The bookName is present inside the link to the reader

<link type="text/html" href="/content/mali-pour-les-nuls_fr_all_2022-11" />

One could parse the link to extract the identifier but if it's a first-class input for our endpoints, maybe it deserves its own property?

It would prevent breaking access to it when changing our reader URLs but on the other end, despite its use, we don't want to consider it an identifier… just a pretty-URL-part

Popolechien commented 11 months ago

Having it appear on hover could be a good idea.

mgautierfr commented 11 months ago

bookName is a human-friendly book identifier in the internal catalog. It is built from the source ZIM filename, essentially normalizing it. On our public catalog, those mostly matches the Name metadata of the ZIM because that's our convention but it doesn't have to be.

Given it's an identifier, I wonder if we should expose it in the OPDS API.

I always was a bit disturbed by the bookName. (Without finding a solution for that).

The thing is that bookName is not a identifier. It is based on the filename and since a long time, we are stating that we must not:

However, it is a nice way to display in the url (the only place where it is used) a nice, human friendly name. So it is, at best, a local/temporary identifier only.

It would prevent breaking access to it when changing our reader URLs but on the other end, despite its use, we don't want to consider it an identifier… just a pretty-URL-part

I think we agree on this.

Following https://github.com/kiwix/kiwix-tools/pull/586, it is clear that the bookName is an important information for Kiwix-serve users/integrators.

Can you be a bit clearer why it is important ? How it would be used by users/integrators ? I expect them to click on the open button in the library.
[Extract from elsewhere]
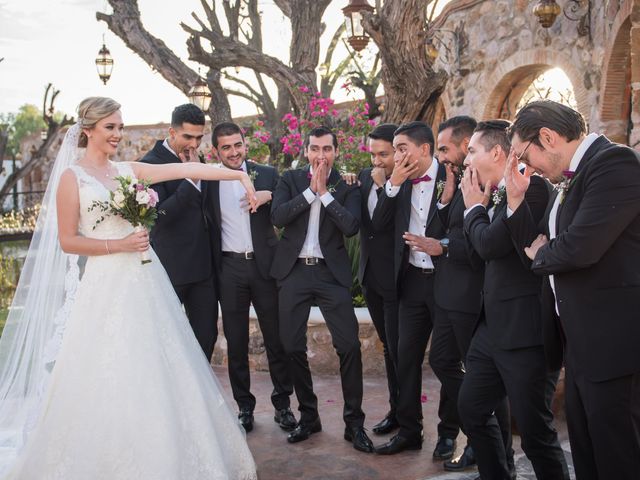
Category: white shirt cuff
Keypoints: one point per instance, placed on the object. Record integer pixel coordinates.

Or just copy/paste the url.

On raw/ endpoint which indeed could be used to check things, I would prefer change the endpoint to use uuid instead of bookName. For other endpoints, if it would have be only about me, I would use uuid too. But users may be too confused and I'm not sure it worth it.

rgaudin commented 11 months ago

This ticket is one year old 🎂 🎉

If you don't want to rely on the bundled reader, your still need the ZIM Name to construct a URL to the /raw endpoint in order to retrieve the content while using your own chrome. That URL ID not being exposed, it needs to be parsed/extracted from the text/html URL. That's fragile.

Note that since this ticket was created we changed the behavior of the /content/ prefix endpoint (the one returned for text/html by the API) to return the raw content (it was the reader version).

So that very example is not valid anymore but since it's the identifier part of the URL, that's a non-API endpoint that users should be able to construct: to build a different homepage but link to the reader URL for instance.

What I think:

kelson42 commented 11 months ago

IMHO It's time to implement it based on ZIM metadata.